At one point in time, Sperber began acquiring other companies. His focus was to acquire landscape companies in areas where Valley- Crest did not have a branch. He acquired Shooter Landscape in Northern California, and merged it into ValleyCrest. Realizing the need for additional capital, he took his company public, under the name of Environmental Industries, Inc.
Before you knew it, Environmental Industries, Inc., was adding more branches. But being a public company was not what he thought it would be, and some years later, Sperber bought back the company, and changed the name again to Valley- Crest Companies.
ValleyCrest began taking on larger and larger projects. They did the landscaping and irrigation for the Bellagio Hotel in Las Vegas; years later, they worked on the Wynn and Encore hotels, and many more in between. They did the venues for the Los Angeles Olympic Games in 1964, and again in 1996, in Atlanta, Georgia. Some other projects include: Sea World Discovery Cove, Orlando, Florida; U.S. Coast Guard Headquarters, Washington, D.C.; Dallas Cowboys Stadium, Arlington, Texas; Patriots Place, Foxboro, Massachusetts; Florida Marlins Stadium, Miami, Florida, and many more. At its peak, ValleyCrest Companies employed about 9,000 people and hit a volume of almost $1 billion annually.
Sperber liked to say, “I’m just a gardener.” But he was much more than that. He grew his company from nothing to become the largest privately held landscape company in the country. He was a visionary; he was also an accomplished magician; but more importantly, he was a mentor to many in both fields.
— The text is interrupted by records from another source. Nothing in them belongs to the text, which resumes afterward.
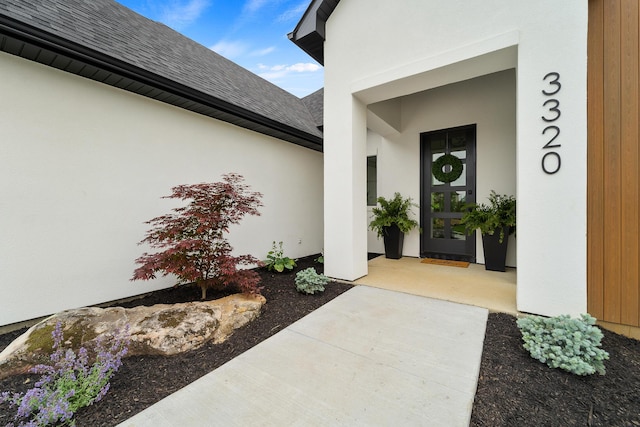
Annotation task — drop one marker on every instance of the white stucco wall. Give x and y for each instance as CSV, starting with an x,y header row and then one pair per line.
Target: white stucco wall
x,y
83,165
377,50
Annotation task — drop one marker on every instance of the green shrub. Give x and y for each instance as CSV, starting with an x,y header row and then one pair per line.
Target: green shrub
x,y
565,343
276,261
310,282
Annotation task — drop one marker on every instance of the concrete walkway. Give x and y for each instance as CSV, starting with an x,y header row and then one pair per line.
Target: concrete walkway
x,y
370,357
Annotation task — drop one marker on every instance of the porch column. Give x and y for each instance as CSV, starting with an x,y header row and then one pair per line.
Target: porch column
x,y
345,176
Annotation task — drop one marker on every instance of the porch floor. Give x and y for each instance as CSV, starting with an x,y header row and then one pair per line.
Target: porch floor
x,y
474,285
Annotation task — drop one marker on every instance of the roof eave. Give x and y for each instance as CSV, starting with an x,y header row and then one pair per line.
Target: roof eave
x,y
37,45
309,34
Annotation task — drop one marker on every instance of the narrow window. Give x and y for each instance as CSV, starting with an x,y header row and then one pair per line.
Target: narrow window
x,y
372,180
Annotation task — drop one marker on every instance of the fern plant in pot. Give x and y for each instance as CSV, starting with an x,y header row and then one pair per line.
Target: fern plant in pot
x,y
391,221
496,221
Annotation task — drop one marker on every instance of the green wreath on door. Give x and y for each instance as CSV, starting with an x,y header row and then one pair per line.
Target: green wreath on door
x,y
439,165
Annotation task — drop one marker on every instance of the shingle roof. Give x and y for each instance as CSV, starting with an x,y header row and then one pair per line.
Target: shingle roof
x,y
315,105
309,34
127,50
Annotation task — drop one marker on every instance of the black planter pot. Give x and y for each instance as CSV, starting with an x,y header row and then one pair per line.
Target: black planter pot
x,y
393,241
495,253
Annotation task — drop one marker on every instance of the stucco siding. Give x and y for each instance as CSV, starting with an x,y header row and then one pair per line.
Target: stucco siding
x,y
83,165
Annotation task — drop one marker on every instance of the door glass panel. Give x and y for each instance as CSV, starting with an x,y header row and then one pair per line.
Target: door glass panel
x,y
437,202
457,230
458,140
458,201
434,180
437,228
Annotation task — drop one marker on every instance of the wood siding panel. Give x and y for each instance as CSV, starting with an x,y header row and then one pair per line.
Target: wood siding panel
x,y
595,158
613,211
629,162
612,173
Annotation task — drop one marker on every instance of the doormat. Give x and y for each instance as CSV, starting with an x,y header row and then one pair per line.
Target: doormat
x,y
447,262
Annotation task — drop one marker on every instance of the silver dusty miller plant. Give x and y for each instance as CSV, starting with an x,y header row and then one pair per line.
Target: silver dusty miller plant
x,y
562,342
310,282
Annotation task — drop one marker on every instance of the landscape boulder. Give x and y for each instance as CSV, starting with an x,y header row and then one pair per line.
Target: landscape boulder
x,y
163,329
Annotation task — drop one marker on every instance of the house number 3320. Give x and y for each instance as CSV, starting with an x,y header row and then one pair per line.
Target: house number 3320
x,y
551,160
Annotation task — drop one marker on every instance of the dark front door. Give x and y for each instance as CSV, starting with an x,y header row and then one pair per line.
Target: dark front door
x,y
448,183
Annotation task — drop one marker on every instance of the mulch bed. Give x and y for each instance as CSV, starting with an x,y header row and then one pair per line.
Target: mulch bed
x,y
513,389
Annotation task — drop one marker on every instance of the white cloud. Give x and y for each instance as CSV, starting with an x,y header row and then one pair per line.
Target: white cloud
x,y
263,52
179,13
279,71
293,13
229,49
254,5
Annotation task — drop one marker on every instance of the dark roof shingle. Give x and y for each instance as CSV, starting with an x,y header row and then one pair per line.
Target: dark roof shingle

He did not go to a formal college, but he did graduate from the “School of Hard Knocks”; he even taught some of the courses.
Sperber has been recognized throughout the industry. The American Society of Landscape Architects named him a Fellow (FASLA); he was a former director of the Landscape Architecture Foundation; he was elected into the Green Industry Hall of Fame, and was honored with a Lifetime Achievement Award for Contractor of the Year.
In the past dozen years or so, Richard Sperber has worked side by side with his father and learned from him. Richard was co-chairman of the company. “I had the great privilege of working with him every day and saw how he loved nurturing people,” said Richard. “Nothing made him happier than watching everyone at ValleyCrest grow, and seeing people doing great things both inside and outside the company.”
“He always encouraged us to do the right thing, and he was an amazing family man,” Richard continued. “I’m taking on the personal responsibility to carry on his legacy and the values he instilled in me as I lead the company forward.”
In addition to his other philanthropies, his educational contributions included the University of Southern California’s School of Architecture, and Cal Poly Pomona’s Horticulture program.
Burton S. Sperber, founder and chairman of ValleyCrest, was a giant of a man; a legend in his own time. He pioneered methods and practices that are still used in the landscape industry today. His passing, at the age of 82, sent shockwaves throughout the industry. Burt Sperber will be remembered for years to come, and for those of us who were fortunate enough to have known him, he will be sorely missed.